In May 2006, when Schram took over at Deluxe, he liked a lot of what he saw, particularly the ongoing collaborative work. But he also saw some problems. “The business felt very siloed,” Schram recalls. “We have three go-to-market segments that we operate in: Small Business Services, Financial Services, and Direct Checks. Those businesses were self contained and really weren’t sharing or leveraging products or services or even best practices across the segments.” Even the information technology, human resources, and finance components were separated across the three divisions.

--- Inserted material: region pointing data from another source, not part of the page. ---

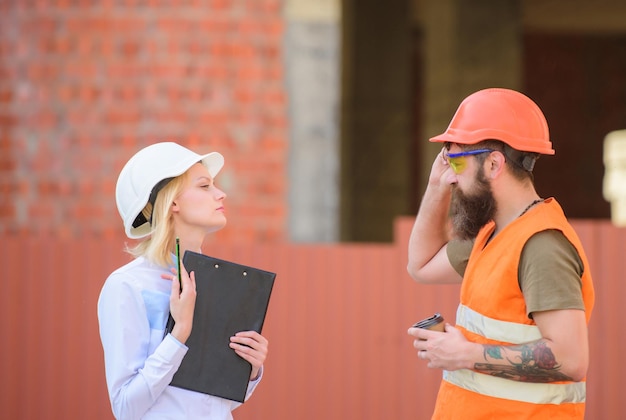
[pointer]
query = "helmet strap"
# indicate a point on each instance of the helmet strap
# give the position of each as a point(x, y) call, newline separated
point(141, 219)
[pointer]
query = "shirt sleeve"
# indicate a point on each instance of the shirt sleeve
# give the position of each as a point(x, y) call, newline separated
point(550, 273)
point(136, 373)
point(458, 252)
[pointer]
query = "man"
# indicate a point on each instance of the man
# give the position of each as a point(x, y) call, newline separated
point(520, 347)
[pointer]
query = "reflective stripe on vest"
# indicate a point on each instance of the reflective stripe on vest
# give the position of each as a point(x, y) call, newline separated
point(536, 393)
point(493, 329)
point(510, 332)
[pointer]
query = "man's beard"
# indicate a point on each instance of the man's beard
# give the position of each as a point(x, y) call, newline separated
point(470, 212)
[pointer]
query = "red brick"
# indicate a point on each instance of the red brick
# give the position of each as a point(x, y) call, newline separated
point(7, 211)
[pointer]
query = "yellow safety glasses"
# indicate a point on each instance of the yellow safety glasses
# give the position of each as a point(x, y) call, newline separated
point(458, 161)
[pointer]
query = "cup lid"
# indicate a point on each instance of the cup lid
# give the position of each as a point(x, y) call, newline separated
point(429, 322)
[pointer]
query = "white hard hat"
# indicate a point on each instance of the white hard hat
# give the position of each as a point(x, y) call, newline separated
point(143, 172)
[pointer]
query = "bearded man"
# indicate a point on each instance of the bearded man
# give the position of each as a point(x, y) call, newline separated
point(519, 349)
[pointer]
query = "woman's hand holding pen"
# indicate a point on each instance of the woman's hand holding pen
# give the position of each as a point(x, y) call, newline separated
point(182, 302)
point(250, 346)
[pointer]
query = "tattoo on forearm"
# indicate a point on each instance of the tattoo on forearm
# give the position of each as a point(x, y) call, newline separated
point(530, 362)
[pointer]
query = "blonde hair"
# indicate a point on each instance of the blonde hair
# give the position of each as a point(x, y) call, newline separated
point(158, 247)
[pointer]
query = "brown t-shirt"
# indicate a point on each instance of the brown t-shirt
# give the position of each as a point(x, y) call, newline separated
point(549, 272)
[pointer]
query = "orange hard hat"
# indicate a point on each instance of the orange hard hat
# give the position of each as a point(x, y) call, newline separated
point(499, 114)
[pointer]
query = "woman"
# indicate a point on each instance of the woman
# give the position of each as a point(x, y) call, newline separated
point(163, 192)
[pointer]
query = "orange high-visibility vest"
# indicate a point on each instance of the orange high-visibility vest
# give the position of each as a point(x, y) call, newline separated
point(492, 310)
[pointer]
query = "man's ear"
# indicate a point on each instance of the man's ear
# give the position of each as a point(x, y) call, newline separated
point(494, 164)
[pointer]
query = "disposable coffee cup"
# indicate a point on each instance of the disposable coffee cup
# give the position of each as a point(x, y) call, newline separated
point(434, 323)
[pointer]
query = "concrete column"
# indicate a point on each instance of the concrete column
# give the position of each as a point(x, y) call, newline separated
point(312, 54)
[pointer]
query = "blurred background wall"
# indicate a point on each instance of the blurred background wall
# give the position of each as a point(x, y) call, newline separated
point(322, 109)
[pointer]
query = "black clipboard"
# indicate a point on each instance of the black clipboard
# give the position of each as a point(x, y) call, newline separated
point(230, 298)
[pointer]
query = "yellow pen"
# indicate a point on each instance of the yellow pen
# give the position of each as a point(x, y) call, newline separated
point(180, 281)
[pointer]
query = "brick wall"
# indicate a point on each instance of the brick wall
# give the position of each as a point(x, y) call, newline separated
point(84, 84)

One of Schram’s first moves was to merge the management teams overseeing Financial Services and Small Business Services. He also reduced infrastructure costs, merging manufacturing and fulfillment with procurement. A production facility that had been dedicated to printing checks could now print both checks and, say, holiday cards.
“Think about what that has done for an employee who used to print just checks,” Peterson says. “They know checks are declining a little bit every year. It gives them a different look at the future and they are gaining skill sets that have to do with products that have different outlooks.”
But that doesn’t mean that every employee had a future with Deluxe. To determine whether Deluxe’s newly merged infrastructure costs were competitive, Schram put them through a benchmarking process. Out of that came a plan to cut $150 million in costs over a two-and-a-half-year period, beginning in third quarter of 2006. That plan included layoffs: A net 551 positions, 69 of them in Minnesota, were eliminated between May 2006 and January 2007.
Still, the company projects that 116 new positions will be created this year, 80 percent of which will be Minnesota based.
Bigger for Small
Business
Deluxe’s Small Business Services unit works with roughly 6 million of the 26 million small businesses in the country. “We want to do three things with them,” Schram says. “First of all, we want to get those that buy something today to buy something more. If they buy a check or a form, we want them to also buy a holiday greeting card or a promotional product.” Second, Deluxe wants to tap into the 20 million small businesses that currently don’t buy any of its products or services. And third, it wants to develop both new products and services for these businesses.
In October, looking to expand its offerings, Deluxe purchased Rockford, Illinois–based Johnson Group, a custom Web-to-print company. “We believe this is a double-digit revenue-generating opportunity over the next several years,” Schram says. Before the Johnson acquisition, Deluxe had no in-house capabilities to produce high-end, full-color reports or brochures for banks of small businesses.